Could immunosuppression caused by cancer per se and the anticancer treatment ameliorate the hyperinflammatory state of COVID? We know that severe and critically ill COVID-19 patients are characterized by a hyper-inflammation response (Giamarellos-Bourboulis, 2020).Based on reports, immunomodulatory agents as tocilizumab, an Interleukin-6 inhibitor a indicate improved clinical outcome in these patients (Xu, et al., 2020). On the other hand, cancer and chemotherapy induce an immunosuppressive state which could counterbalance the hyper inflammatory response associated with severe coronavirus disease and lead to a milder course. Accumulating data from international registries is anticipated to provide further insight for the exact role of cancer and chemotherapy in the clinical outcome of COVID-19.

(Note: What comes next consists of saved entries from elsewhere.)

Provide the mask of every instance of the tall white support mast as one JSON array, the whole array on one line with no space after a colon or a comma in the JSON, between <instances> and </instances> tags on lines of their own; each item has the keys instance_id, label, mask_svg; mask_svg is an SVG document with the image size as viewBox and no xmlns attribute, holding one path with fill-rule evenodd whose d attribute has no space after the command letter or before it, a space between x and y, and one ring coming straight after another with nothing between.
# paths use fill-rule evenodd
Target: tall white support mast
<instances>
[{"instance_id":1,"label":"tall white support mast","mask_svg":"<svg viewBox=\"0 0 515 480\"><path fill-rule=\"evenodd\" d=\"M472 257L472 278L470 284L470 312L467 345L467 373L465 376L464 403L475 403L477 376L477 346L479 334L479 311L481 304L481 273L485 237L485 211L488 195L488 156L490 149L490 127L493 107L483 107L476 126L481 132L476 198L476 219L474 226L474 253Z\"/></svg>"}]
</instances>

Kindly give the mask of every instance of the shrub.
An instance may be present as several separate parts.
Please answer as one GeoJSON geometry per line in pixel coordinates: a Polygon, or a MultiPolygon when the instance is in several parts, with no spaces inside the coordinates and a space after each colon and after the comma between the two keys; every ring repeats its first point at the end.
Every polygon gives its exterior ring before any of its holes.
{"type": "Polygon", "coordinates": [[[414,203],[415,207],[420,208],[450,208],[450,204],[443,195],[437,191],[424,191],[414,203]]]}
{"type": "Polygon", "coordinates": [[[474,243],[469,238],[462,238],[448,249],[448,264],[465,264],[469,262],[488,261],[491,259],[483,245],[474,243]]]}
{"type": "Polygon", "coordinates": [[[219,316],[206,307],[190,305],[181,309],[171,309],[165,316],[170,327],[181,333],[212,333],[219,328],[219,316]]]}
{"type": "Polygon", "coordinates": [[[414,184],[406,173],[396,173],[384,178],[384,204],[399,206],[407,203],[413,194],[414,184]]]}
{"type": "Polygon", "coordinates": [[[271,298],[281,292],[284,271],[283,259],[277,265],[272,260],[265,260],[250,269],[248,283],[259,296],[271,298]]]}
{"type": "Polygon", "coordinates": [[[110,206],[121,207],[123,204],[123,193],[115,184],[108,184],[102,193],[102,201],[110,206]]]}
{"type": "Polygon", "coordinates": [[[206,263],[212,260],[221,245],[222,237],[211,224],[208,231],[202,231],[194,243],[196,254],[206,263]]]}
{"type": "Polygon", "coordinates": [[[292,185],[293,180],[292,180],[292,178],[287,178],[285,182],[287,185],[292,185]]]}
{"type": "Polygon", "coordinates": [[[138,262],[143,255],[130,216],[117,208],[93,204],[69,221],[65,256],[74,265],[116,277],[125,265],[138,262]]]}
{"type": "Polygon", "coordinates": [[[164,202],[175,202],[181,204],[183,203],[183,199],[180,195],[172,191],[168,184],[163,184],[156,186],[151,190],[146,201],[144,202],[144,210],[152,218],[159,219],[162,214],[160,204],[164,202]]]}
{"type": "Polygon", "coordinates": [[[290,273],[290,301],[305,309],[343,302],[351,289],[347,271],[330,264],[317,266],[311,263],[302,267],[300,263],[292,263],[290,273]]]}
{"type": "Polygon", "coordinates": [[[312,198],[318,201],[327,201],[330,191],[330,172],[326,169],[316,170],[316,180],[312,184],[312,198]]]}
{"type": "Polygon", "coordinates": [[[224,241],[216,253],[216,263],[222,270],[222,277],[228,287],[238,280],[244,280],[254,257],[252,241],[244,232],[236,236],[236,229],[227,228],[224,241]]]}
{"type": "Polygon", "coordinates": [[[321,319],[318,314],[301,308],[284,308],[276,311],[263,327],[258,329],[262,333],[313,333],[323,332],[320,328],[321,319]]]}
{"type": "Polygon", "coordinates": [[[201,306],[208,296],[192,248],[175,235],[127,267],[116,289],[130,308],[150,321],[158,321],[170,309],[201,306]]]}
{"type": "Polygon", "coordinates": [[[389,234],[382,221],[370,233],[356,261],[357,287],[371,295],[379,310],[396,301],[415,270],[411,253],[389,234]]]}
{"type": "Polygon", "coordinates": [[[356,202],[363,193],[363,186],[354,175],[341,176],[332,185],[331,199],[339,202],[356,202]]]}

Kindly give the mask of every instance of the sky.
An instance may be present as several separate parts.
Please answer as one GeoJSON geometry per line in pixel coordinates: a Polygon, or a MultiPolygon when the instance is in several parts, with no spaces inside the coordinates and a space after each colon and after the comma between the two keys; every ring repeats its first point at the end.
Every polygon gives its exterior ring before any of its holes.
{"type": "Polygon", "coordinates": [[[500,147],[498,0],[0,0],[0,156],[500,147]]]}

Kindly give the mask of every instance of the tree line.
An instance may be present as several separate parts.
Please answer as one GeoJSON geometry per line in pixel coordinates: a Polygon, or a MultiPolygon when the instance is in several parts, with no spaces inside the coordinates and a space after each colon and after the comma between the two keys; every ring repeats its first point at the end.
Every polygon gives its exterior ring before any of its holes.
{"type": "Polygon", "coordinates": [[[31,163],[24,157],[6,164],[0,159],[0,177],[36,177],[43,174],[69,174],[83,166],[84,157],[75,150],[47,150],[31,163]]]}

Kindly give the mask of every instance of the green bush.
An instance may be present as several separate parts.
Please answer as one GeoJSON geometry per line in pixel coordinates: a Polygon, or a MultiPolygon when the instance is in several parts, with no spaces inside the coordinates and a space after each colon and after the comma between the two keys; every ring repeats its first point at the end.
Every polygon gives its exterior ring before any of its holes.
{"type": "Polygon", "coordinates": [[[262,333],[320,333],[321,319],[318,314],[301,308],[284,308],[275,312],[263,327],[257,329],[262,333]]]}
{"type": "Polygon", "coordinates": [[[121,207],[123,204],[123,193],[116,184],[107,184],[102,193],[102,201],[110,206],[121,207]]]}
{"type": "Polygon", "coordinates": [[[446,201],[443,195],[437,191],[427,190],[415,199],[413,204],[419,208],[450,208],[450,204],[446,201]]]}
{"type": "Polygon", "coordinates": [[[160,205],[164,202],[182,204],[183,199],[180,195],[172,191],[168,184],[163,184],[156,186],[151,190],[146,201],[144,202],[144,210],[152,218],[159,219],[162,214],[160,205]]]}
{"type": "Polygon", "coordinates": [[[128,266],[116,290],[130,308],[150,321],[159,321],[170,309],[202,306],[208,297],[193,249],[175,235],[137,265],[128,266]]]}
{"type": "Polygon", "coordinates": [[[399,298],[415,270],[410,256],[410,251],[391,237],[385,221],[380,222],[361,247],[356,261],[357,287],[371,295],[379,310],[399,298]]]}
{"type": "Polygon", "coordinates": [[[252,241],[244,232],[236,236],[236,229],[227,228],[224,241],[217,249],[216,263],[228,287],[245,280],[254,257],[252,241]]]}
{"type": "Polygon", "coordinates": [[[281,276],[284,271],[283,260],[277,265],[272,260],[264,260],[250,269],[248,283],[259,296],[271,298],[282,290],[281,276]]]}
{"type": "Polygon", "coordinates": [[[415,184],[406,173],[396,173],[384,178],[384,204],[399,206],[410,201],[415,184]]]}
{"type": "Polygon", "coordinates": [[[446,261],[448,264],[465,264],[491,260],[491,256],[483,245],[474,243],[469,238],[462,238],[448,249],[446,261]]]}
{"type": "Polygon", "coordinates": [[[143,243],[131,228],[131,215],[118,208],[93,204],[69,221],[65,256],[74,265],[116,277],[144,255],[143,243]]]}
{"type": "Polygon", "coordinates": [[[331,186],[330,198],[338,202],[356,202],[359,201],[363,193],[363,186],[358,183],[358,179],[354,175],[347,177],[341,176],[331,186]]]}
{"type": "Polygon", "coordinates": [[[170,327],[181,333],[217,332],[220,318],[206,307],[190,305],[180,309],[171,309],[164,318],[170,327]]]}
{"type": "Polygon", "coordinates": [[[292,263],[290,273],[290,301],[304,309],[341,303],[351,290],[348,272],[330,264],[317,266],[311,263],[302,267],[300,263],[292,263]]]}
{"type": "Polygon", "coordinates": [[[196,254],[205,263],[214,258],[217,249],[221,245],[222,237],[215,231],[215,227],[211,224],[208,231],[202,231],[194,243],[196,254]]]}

In summary, this is the first case of an ovarian cancer patient diagnosed with COVID-19 while on chemotherapy whose treatment re-initiated successfully during the convalescent phase of the viral infection. Our case adds to previous series indicating that actively treated cancer patients could have milder course of COVID-19 infection. It also suggests that good performance status and negative PCRs could serve as possible indicators to resume chemotherapy. Further studies will confirm the validity of these findings.

Declaration of Competing Interest

The authors declare that they have no known competing financial interests or personal relationships that could have appeared to influence the work reported in this paper.